The majority of students will not be asked to pay the advertised price of a school. Instead, they will be provided a financial aid package that will include a combination of scholarships, grants, loans, and work-study. The price tag of going to The University of Montana can appear tremendous, but do not forget that almost all students obtain some kind of financial help.
Just what financing solutions does UM deliver, and just what are you going to be eligible for? Keep scrolling for answers. Scroll down to learn what amount of financial assistance will be accessible to you.
Your financial aid package, which may contain grants and scholarships, will be determined on your financial need. The information provided on this page can help you determine how much aid you may receive from The University of Montana.
Aid such as grants, loans, work-study, and scholarships helps colleges decrease the real cost of attendance for most students. Bear in mind that not all aid is equal, and the amount any one student receives can vary widely.
For incoming first-year students at The University of Montana, 91% of new full-time first-years were awarded at least some aid approximately 1420 new students).
| Type of Aid | % of Freshmen Receiving | Average Amount |
|---|---|---|
| Grant or scholarship aid (all sources) | 83% | $9,799 |
| Institutional grants & scholarships | 75% | $7,862 |
| Federal Pell grants | 33% | $5,446 |
| State/local grants | 16% | $2,502 |
| Federal student loans | 48% | $5,306 |
Because grants and scholarships do not have to be repaid, they are the most sought-after type of financial aid. At UM, about 66% of the undergraduate population received grant aid that averaged $7,975 (across approximately 4970 undergraduates).
| Award | % of Undergrads Receiving | Average Amount |
|---|---|---|
| Grant or scholarship aid (all sources) | 66% | $7,975 |
| Federal Pell grants | 28% | $5,382 |
| Federal student loans | 41% | $7,498 |
For on-campus title-IV students, average grant aid came to $6,786.
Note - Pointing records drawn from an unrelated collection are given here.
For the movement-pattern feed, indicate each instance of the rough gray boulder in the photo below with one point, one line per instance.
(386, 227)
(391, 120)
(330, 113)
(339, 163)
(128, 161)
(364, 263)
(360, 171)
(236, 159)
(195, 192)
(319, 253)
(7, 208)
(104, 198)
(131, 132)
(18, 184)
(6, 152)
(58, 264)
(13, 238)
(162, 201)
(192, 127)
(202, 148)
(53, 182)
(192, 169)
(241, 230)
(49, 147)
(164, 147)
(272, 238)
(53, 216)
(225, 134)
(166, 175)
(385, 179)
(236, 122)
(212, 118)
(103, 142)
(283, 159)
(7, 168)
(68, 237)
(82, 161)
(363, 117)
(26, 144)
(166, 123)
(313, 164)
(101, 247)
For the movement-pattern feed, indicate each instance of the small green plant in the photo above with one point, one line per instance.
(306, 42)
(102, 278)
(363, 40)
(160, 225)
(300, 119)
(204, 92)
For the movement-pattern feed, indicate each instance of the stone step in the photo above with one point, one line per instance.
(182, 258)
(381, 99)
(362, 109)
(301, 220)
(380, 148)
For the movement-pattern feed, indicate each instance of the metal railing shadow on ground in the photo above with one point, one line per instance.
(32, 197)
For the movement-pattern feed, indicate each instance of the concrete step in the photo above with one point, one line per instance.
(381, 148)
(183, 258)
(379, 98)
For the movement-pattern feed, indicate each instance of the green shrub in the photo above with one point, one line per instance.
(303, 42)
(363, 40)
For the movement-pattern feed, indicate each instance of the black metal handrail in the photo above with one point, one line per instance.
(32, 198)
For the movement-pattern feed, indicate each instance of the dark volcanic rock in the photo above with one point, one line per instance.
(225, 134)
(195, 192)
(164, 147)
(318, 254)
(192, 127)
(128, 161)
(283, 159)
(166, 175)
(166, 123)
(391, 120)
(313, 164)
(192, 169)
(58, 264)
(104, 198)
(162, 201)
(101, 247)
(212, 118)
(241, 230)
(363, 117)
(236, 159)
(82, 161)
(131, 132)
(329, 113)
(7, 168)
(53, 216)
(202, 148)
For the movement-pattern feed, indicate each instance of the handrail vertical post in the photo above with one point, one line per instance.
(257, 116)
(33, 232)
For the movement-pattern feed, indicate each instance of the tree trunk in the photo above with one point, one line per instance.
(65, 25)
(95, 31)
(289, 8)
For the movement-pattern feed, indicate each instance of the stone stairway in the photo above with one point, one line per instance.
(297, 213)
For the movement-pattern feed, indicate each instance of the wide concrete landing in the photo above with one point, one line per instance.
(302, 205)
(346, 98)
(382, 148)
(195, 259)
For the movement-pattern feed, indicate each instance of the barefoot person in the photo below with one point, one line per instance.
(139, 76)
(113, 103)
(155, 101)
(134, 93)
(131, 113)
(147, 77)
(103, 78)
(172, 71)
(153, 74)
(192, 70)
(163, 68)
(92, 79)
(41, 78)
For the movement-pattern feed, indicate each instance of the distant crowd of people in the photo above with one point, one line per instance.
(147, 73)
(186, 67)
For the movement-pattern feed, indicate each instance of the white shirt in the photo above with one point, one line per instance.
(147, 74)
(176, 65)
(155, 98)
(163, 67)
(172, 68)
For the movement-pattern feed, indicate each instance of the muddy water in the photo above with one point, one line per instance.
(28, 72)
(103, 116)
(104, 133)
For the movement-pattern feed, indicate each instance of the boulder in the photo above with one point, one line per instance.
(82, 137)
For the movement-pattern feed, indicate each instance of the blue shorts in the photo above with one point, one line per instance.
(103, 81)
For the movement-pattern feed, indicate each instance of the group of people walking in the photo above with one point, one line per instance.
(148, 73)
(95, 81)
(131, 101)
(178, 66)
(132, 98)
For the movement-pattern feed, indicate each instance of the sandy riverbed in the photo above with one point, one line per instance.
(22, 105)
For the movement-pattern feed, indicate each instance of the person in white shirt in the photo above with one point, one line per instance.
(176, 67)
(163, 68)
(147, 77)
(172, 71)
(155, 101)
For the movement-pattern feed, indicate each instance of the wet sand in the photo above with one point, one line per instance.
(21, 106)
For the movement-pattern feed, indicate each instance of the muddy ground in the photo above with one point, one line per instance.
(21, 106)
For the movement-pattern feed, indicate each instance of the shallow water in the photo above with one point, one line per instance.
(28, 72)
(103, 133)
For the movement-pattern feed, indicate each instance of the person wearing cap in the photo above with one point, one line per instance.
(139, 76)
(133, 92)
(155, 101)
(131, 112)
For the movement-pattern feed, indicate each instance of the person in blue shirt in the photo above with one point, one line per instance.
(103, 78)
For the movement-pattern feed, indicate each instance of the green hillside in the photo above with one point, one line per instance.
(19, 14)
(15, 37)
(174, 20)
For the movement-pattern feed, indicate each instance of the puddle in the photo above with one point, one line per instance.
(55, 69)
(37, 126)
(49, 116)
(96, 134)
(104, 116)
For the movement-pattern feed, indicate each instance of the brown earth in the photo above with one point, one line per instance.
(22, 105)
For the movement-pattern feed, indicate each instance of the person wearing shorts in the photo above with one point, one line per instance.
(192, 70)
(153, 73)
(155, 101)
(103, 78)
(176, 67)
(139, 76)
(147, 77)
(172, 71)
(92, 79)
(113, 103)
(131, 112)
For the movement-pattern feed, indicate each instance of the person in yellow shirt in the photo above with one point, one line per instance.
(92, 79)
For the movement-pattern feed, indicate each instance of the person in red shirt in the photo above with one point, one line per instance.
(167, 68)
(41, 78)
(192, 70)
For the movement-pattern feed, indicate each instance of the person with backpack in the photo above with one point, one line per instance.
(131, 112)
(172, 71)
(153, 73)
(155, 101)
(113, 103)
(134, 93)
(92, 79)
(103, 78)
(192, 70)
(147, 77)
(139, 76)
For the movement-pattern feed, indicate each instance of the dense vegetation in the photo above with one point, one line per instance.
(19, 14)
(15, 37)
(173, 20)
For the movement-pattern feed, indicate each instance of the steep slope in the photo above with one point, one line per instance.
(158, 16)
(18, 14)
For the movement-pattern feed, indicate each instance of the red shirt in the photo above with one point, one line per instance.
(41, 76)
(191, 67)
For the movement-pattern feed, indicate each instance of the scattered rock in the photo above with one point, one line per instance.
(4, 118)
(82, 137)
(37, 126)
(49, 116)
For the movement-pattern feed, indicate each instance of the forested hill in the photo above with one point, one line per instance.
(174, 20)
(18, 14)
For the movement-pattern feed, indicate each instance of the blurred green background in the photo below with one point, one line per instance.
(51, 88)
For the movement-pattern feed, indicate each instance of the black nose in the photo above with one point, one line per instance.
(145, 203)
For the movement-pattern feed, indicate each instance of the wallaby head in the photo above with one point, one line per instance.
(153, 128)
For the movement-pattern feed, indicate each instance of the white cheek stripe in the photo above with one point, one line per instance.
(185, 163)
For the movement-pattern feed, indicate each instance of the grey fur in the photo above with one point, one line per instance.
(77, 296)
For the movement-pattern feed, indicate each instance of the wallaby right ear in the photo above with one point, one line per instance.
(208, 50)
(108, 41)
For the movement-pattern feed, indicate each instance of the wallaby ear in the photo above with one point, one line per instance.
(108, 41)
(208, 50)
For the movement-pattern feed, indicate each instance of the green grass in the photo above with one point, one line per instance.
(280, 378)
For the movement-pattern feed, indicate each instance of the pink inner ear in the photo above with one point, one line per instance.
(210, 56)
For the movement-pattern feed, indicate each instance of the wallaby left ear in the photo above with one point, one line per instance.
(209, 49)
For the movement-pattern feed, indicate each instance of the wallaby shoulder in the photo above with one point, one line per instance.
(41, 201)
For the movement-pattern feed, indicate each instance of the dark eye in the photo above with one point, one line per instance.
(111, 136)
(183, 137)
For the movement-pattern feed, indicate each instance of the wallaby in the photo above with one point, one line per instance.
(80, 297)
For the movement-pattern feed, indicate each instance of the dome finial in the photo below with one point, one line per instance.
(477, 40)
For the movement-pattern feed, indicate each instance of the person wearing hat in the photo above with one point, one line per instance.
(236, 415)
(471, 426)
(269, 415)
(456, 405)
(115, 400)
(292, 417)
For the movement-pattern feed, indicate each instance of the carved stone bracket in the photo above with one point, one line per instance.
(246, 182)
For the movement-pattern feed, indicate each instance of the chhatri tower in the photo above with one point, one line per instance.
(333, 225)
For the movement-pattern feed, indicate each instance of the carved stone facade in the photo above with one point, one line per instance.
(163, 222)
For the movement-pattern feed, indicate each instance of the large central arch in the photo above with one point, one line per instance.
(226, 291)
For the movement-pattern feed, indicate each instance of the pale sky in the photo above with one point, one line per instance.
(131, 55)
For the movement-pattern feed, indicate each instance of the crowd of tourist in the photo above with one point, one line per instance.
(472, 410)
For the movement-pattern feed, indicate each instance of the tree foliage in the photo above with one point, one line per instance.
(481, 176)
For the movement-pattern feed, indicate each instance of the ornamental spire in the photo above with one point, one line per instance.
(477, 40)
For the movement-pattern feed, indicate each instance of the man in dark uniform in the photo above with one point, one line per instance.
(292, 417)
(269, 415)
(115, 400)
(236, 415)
The figures below show the average net price — cost after all grant and scholarship aid — broken out by family income.
| Family Income | Average Net Price |
|---|---|
| $0 – $48,000 | $14,835 |
| $30,001 – $75,000 | $16,777 |
| Over $75,000 | $19,928 |
These figures reflect what title-IV aid recipients pay after grant and scholarship aid is applied.
After grants and scholarships come off the published price, what remains is the net price — the best estimate of true out-of-pocket cost.
| Cohort | Average Net Price |
|---|---|
| On-campus title-IV students | $16,784 |
| Off-campus title-IV students | $17,118 |
For a personalized estimate based on your family’s financial situation, use UM’s online cost calculator: www.umt.edu/finaid/cost-of-attendance/net-price-calculator/default.php.
The middle student in the debt distribution at UM owes $15,000 in federal loans.
| Metric | Amount |
|---|---|
| Median federal debt (all student-aid borrowers) | $15,000 |
| Median federal debt (graduates only) | $22,400 |
| Typical 10-year monthly payment (graduates) | $237.48/mo |
At a typical 10-year repayment schedule, the median graduate would pay about the monthly figure above.
The median alone does not show how widely outcomes vary across the student body. The percentiles below describe the cumulative federal debt distribution for borrowers at UM.
| Percentile | Cumulative Federal Debt |
|---|---|
| 10th percentile (lowest-debt students) | $3,250 |
| 25th percentile | $5,500 |
| 75th percentile | $26,806 |
| 90th percentile (highest-debt students) | $39,599 |
Debt outcomes are not uniform — they shift with income, first-generation status, and dependency.
By Family Income
| Income tier | Median federal debt |
|---|---|
| Low income | $16,355 |
| Middle income | $15,000 |
| High income | $13,000 |
First-Generation Comparison
| Cohort | Median federal debt |
|---|---|
| First-generation students | $15,500 |
| Continuing-generation students | $13,750 |
Dependency-Status Comparison
| Cohort | Median federal debt |
|---|---|
| Dependent students | $14,250 |
| Independent students | $16,984 |
These indicators are derived from the underlying debt data and summarize the overall picture at UM.
The Stafford program is the federal direct-loan vehicle most undergraduates use. The aggregate figures below show how active the program is at UM:
| Metric | Value |
|---|---|
| Stafford loan recipients | 41198 |
| Total Stafford loan amount | $947,772,035 |
Military-affiliated students can tap the Post-9/11 GI Bill and DoD Tuition Assistance.
GI Bill volume
| Metric | Value |
|---|---|
| GI Bill recipients | 272 |
| Total GI Bill amount | $1,903,468 |
| Average GI Bill amount per recipient | $6,998 |
Active-duty Tuition Assistance recipients
| Metric | Value |
|---|---|
| DoD Tuition Assistance recipients | 6 |
| Total DoD amount | $17,478 |
| Average DoD amount per recipient | $2,913 |
References
More about our data sources and methodologies.